È scomparso il presidente del Parlamento Europeo, David Sassoli. E il cordoglio coinvolge anche le comunità del Vajont. Alle quali Sassoli si era rivolto lo scorso ottobre con queste parole: «Non possiamo dimenticare quello che è accaduto il 9 ottobre 1963 nella valle del Piave a Erto, Casso e Longarone. Oltre ad aver causato quasi duemila vittime innocenti, questo evento ha provocato una ferita profonda nella storia e nel tessuto sociale dell’intero Paese».
Ma il ricordo non basta: «Perché il Vajont è un simbolo degli errori e delle tragedie che l’Italia avrebbe potuto evitare.
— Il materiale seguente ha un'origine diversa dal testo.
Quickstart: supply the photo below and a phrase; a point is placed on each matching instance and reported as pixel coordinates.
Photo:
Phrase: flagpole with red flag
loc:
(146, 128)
Questo è un Paese meraviglioso, ma non possiamo dimenticare che il nostro è anche un territorio fragilissimo, delicato e sottoposto da sempre a grandi rischi naturali: serve un grande piano di manutenzione e un’adeguata legge sul consumo del suolo».
Sassoli avrebbe dovuto raggiungere i luoghi della memoria in occasione delle commemorazioni, ma le condizioni di salute glielo hanno impedito: mentre nel 2020 era in isolamento, lo scorso ottobre aveva contratto la polmonite.